The AI pilot program problem is getting old. Companies keep spinning up proofs of concept, hyping them up, and then quietly burying them when they hallucinate their way into embarrassing failures. The gap between what AI can theoretically do and what enterprises can actually trust in production remains stubbornly wide.
A new startup thinks it has figured out why, and more importantly, how to fix it.
Pramaana Labs announced $27 million in seed funding this week, a round led by Khosla Ventures with participation from Accel, Boldcap, Nexus Venture Partners, Premji Invest, and Unbound. The pitch is straightforward: take one of computer science’s most reliable systems and bolt it onto one of its most chaotic, then watch the magic happen.
The chaos, of course, is the large language model. The reliability comes from formal verification, a set of tools borrowed from mathematics and programming language theory that can mathematically prove software behaves correctly.
“We see the pattern across every high-stakes industry,” Ranjan Rajagopalan, Pramaana’s co-founder and CEO, told TechCrunch. “The world’s hardest problems are not unsolvable. They are unformalized.”
That quote sums up the entire thesis. Tax codes, legal precedents, drug interactions — these domains have rules. Lots of them. Rules that are supposedly codified somewhere, even if that somewhere is a maze of PDFs, court opinions, and regulatory footnotes that no single human can parse. Pramaana’s bet is that once you formalize those rules into something a machine can actually reason about, the AI stops making things up.
The system still runs on a conventional LLM, which gives it the flexibility to handle natural language and tackle problems that traditional software cannot. But there’s a deterministic layer sitting on top, essentially a proof checker that verifies the LLM’s output against the formalized rules. If the math doesn’t check out, the answer doesn’t ship.
It’s a popular architecture in the abstract, but Pramaana’s specific choice of tools is what makes this interesting. They’re using LEAN, an open-source programming language originally developed at Microsoft Research and now heavily used in academic mathematics to verify proofs. If you’ve never heard of it, you’re not alone — it’s mostly lived in the world of theorem provers and research labs. But it’s exactly the kind of tool that can formalize something like the U.S. tax code into executable, verifiable logic.
There’s precedent for this approach, even if it’s rare. Rajagopalan points to France’s CATALA project, which has formally verified large portions of the country’s tax and benefit system. When the rules are written in code that can mathematically guarantee correctness, the AI layer becomes much less dangerous.
For each vertical it attacks, Pramaana is building domain-specific formal systems overseen by experts. For tax law, they’ve brought in former IRS commissioner Danny Werfel. For cybersecurity and drug discovery, academic partners from IIT Delhi, IIT Madras, and UC Berkeley are overseeing the formalization work.
Here’s where the skepticism is warranted: formalizing an entire domain is hard. It requires deeply understanding the rules, then translating them into a format that a theorem prover can work with. The LLM handles the natural language understanding, but someone still has to build the formalized skeleton that constrains it. That takes time, expertise, and serious money — which is exactly what this $27 million round is for.
The industries Pramaana is targeting have something in common: being wrong is expensive. In tax preparation, an hallucinated deduction could trigger an audit. In drug discovery, a mispredicted molecular interaction could waste years of research. In legal work, citing a non-existent case could get a lawyer sanctioned.
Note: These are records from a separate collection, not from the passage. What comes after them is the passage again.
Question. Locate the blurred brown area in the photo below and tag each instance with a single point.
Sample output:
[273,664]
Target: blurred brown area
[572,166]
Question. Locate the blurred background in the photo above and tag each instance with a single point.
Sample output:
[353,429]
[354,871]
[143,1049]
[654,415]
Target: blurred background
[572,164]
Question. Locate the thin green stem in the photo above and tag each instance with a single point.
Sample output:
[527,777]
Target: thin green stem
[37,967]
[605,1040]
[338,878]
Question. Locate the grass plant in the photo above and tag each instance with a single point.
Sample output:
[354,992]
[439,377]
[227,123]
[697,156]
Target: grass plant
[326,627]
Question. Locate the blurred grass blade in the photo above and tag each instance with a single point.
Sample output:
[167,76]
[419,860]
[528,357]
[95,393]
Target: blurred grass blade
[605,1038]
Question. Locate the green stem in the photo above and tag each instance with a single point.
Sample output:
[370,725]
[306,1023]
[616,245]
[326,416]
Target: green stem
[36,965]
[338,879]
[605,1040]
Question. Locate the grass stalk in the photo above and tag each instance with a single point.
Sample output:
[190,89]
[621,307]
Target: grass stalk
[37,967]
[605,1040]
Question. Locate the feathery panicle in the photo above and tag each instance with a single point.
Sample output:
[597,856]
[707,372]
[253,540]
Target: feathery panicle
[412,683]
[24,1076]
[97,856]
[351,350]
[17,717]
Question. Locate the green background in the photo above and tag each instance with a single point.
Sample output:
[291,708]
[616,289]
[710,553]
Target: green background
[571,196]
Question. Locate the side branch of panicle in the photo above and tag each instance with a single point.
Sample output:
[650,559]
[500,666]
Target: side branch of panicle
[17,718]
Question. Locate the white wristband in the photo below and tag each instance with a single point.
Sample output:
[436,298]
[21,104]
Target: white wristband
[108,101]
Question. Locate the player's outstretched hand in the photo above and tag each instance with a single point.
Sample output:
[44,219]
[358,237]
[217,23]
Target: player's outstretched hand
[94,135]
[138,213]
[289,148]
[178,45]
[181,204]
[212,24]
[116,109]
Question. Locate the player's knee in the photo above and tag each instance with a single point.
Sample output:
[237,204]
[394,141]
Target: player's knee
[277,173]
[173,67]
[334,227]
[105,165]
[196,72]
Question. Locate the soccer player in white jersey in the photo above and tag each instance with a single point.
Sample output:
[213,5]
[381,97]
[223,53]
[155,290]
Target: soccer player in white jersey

These aren’t domains where you can shrug and say “the model hallucinated, what can you do?”
The question isn’t really whether AI should be in these spaces — it’s whether anyone can build systems trustworthy enough to let it there. Pramaana’s approach won’t be the only attempt, and formal verification is no silver bullet. But there’s something refreshing about a startup that’s at least trying to tackle the reliability problem at its root instead of just wrapping guardrails around a firehose and hoping for the best.
Whether formalizing the world’s messiest domains is actually tractable at scale remains to be seen. But the problem is at least being taken seriously now, which is more than you can say for most AI products shipping today.